Abstract
Purpose :
How to deliver the drug with therapeutic local concentrations to the area of infection remains a challenge, injections by needles repeatedly may increase the risks of intraocular infection and hemorrhage. This article compared the pharmacokinetics of demethylvancomycin in aqueous humors and vitreous after subconjunctival injection and Sub-tenon’s continuous infusion with a micro-infusion pump in a rabbit model, explores the alternative of using a Sub-tenon’s Continuous Micro-infusion for a long-term drug release in vivo.
Methods :
40 adult New Zealand white rabbit randomly divided into two groups. One group(N=20) received subconjunctival injection of demethylvancomycin (3 mg in 0.3 ml) in their right eyes, The other group(N=20) received the same concentration of demethylvancomycin at a 1ml/h infusion velocity continuous perfused into posterior sub-tenon in their right eyes.Four animals were killed at each designated time points (1 hour, 3 hours,6 hours,12 hours, and 24 hours ). The concentration of demethylvancomycin in the aqueous humor and vitreous were determined by high-performance liquid chromatography(HPLC).
Results :
The aqueous humor and vitreous regression equation is Y=122952X+173.846 (R2=0.9998, P<0.05). The subconjunctival injection group: demethylvancomycin concentration were(1.35±0.472)μg/ml,(0.477±0.271)μg/mL in aqueous and vitreous at 1 hour post-injection. Then the concentration achieve maximum at 3 hour post-injection and were (1.±4.427)μg/mL,(0.668±0.301)μg/mL. After that the concentration showed a declining trend. The continuous infusion group: demethylvancomycin concentration were(1.678±0.716)μg/ml,(0.328±0.139)μg/mLin aqueous and vitreous at 1 hour post-injection, then it achieve maximum at 3 hour post-injection and were (3.21±0.621)μg/mL,(2.31±1.632)μg/mL,then it decreased slightly and show a stable trend.
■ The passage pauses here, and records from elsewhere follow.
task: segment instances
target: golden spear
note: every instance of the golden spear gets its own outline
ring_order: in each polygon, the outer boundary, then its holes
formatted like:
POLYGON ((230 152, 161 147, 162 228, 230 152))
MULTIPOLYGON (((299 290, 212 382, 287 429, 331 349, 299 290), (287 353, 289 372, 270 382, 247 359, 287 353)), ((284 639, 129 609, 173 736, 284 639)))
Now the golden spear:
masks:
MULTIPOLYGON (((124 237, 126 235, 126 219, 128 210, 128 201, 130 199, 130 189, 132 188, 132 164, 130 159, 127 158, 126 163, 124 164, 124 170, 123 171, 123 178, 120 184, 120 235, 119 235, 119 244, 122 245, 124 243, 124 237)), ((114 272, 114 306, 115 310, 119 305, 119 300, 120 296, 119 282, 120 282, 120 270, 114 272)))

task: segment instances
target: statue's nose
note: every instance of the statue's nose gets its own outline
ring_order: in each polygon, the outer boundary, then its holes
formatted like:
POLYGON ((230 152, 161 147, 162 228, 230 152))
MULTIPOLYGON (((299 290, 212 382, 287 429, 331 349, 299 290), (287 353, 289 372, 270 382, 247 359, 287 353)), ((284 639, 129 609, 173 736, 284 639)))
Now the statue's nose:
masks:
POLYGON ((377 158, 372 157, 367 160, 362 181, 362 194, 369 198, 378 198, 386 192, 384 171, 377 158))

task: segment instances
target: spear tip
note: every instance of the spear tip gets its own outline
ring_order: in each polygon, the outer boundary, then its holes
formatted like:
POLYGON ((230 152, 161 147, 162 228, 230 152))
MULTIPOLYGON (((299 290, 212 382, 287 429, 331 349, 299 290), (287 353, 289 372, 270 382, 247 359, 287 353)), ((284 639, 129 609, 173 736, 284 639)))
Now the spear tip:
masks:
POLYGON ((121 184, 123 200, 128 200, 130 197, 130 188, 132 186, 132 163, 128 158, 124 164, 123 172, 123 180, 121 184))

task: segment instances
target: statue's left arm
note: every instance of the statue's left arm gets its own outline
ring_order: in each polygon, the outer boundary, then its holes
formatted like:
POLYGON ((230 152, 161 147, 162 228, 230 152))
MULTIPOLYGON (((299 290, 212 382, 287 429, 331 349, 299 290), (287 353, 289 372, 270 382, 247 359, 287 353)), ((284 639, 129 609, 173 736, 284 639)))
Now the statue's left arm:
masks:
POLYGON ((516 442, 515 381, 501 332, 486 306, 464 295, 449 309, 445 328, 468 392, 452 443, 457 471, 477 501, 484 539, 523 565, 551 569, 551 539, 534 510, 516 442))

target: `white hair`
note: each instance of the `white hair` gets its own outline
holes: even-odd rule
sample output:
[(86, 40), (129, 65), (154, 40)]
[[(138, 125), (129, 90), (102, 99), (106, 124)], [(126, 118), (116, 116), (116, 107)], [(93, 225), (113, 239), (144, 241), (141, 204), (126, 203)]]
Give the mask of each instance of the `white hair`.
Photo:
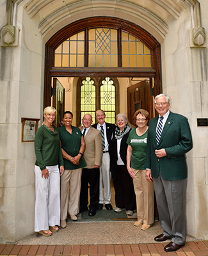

No any ocular complication was found throughout the studying duration.
Conclusions :
In the subconjunctival injection group, the drug concentrations in vitreous body and aqueous humors were lower than minimal inhibitory contration (MIC) of the most gram-positive bacteria after 3hours. In the sub-tenon’s continuous micro-infusion group, the drug concentrations in vitreous body and aqueous was greater than the MIC for more than 24 hours.
This is an abstract that was submitted for the 2016 ARVO Annual Meeting, held in Seattle, Wash., May 1-5, 2016.